We have been spoiled. Since the introduction of the Xeon "Nehalem" 5500 (Xeon 5500, March 2009), Intel has been increasing the core counts of their Xeon CPUs by nearly 50% almost every 18 months. We went from four to six (Xeon 5600) on June 2010. Sandy Bridge (Xeon E5-2600, March 2012) increased the core count to 8. That is only 33% more cores, but each core was substantially faster than the previous generation. Ivy Bridge EP (Xeon E5-2600 v2, launched September 2013) increased the core count from 8 to 12, the Haswell-EP (Xeon E5-2600 v3, sept 2014) surprised with an 18-core flagship SKU.

However it could not go on forever. Sooner or later Intel would need to slow down a bit on adding cores, for both power and space reasons, and today Intel has finally pumped the brakes a bit.

Launching today is the latest generation of Intel's Xeon E5 processors, the Xeon E5 v4 series.Fifteen months after Intel's Broadwell architecture and 14nm process first reached consumers, Broadwell has finally reached the multi-socket server space with Broadwell-EP. Like past EP cores, Broadwell-EP is the bigger, badder sibling of the consumer Broadwell parts, offering more cores, more memory bandwidth, more cache, and more server-focused features. And thanks to the jump from their 22nm process to their current-generation 14nm process, Intel gets to reap the benefits of a smaller, denser process.

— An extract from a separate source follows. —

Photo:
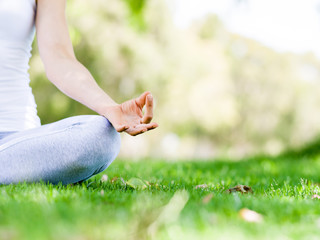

Getting back to our discussion of core counts then, even with the jump to 14nm, Intel has played it more conservatively with their core counts. Compared to the Xeon E5 v3 (Haswell-EP), Xeon E5 v4 (Broadwell-EP) makes a smaller jump, going from 18 cores to 24 cores, for an increase of 33%. Yet even then, for the new Xeon E5 v4 "only" 22 cores are activated, so we won't get to see everything Broadwell-EP is capable of right away.

Meanwhile the highest (turbo) clockspeed is still 3.6 GHz, base clocks are reduced with one or two steps and the core improvements are very modest (+5%). Consequently, performance wise, this is probably the least spectacular product refresh we have seen in many years.

But there are still enough paper specs that make the Broadwell version of the Xeon E5 attractive. It finds a home in the same LGA 2011-3 socket. Few people will in-place upgrade from Xeon E5 v3s to Xeon E5 v4s, but using the same platform means less costs for the server vendors, and more software maturity (drivers etc.) for the buyers.


They look very different but fit in the same socket: Xeon E5 v4 on top, Xeon E5 v3 at the bottom

Broadwell also has several features that make it a more attractive processor for virtualized servers. Finer granular control over how applications share the uncore (caches and memory bandwidth) to avoid scenarios where low priority applications slow down high priority ones. Meanwhile quite a few improvements have been made to make the I/O intensive applications run smoother on top of a virtualized layer. Most businesses run their applications virtualized and virtualization is still the key ingredient of the fast growing cloud services (Amazon, Digital Ocean, Azure...), and more and more telecom operators are starting to virtualized their services, so these new features will definitely be put to good use. And of course, Intel made quite a few subtle - but worth talking about - tweaks to keep the HPC (mostly "simulation" and "scientific calculation software) crowd happy.

But don't make the mistake to think that only virtualization and HPC are the only candidates for the new up-to-22-cores Xeons. The newest generation of data analytics frameworks have made enormous performance steps forward by widening the network and storage bandwidth bottlenecks. One example is Apache Spark, which can crunch through terabytes of data much more efficiently than its grandparent Hadoop by making better use of RAM. To get results out of a massive hump of text data, for example, you can use some of most advanced statistical and machine learning algorithms. Mix machine learning with data mining and you get an application that is incredibly CPU-hungry but does not need the latest and fastest NVMe-based SSDs to keep the CPU busy.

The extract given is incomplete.